To deliver the higher currents needed to get the job done, Antal Berényi, senior author on the new study and a neuroscientist at the University of Szeged in Hungary, developed a new TES system. Instead of using only one pair of stimulating electrodes, the design splits the work among six electrode pairs that each deliver a fraction of the desired current in rapid pulses that overlap and add up inside their target neurons. Tests in healthy volunteers showed this setup reduced the side effects associated with delivering higher currents. With more refinement and even more electrodes, Buzsáki hopes they can eventually eliminate the unwanted sensations.

Some researchers aren’t ready to give up on traditional TES. Buzsáki’s team found conventional protocols lack sufficient current to directly influence brain circuits, but their study focused on what happened immediately following stimulating pulses. “Most TES approaches apply stimulation for tens of minutes,” notes Marom Bikson, a biomedical engineer at The City College of New York who was not involved with the study. Bikson suggests current TES practices could still exert subtle effects on neurons that accumulate over time to modulate brain function.
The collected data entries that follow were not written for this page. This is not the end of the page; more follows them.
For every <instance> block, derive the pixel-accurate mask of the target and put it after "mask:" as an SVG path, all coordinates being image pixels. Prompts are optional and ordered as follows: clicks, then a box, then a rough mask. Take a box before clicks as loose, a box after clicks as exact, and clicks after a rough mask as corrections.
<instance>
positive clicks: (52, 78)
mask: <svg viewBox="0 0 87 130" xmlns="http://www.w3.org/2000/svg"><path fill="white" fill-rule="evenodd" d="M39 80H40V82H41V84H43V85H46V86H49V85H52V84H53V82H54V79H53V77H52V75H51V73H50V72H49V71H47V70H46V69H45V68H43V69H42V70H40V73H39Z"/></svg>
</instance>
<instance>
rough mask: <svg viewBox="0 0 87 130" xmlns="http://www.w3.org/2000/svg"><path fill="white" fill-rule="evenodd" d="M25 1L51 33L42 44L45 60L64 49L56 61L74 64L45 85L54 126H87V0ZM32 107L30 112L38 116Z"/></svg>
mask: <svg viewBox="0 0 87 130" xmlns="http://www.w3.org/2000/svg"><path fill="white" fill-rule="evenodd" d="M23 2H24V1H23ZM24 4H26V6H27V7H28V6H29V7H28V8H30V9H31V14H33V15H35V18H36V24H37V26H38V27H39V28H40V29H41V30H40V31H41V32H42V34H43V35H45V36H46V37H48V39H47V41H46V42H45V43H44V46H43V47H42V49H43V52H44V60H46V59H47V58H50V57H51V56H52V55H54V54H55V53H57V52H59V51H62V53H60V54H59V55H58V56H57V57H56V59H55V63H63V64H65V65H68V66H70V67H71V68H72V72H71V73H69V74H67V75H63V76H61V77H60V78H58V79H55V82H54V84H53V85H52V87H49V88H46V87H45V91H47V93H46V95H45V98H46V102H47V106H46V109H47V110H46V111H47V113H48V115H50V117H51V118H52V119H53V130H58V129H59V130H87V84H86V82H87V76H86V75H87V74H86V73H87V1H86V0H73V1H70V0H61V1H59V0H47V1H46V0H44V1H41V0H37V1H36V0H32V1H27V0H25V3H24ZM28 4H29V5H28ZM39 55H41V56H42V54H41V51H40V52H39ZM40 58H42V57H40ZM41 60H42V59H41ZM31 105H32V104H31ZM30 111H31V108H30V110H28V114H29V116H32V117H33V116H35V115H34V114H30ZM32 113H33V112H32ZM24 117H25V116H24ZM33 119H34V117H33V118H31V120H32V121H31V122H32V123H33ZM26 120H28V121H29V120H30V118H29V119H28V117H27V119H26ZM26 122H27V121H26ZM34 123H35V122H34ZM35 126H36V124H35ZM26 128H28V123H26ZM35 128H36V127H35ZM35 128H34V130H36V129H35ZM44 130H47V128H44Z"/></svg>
Buzsáki acknowledges there are many possible routes by which conventional TES could alter neural activity indirectly or over longer time scales. One obvious candidate is the placebo effect—people improve because they believe the treatment works. But there may also be other explanations: Stimulating nerves on the scalp could send signals back to the brain or influence circulation. Or other types of cells besides neurons might pick up electrical fields and gradually alter brain function. Hard evidence, however, is lacking to prove most of these theories, Buzsáki notes. “I think the game now is to throw the ball back to those who claim there are positive effects and have them explain, if necessary, how it happens,” he says.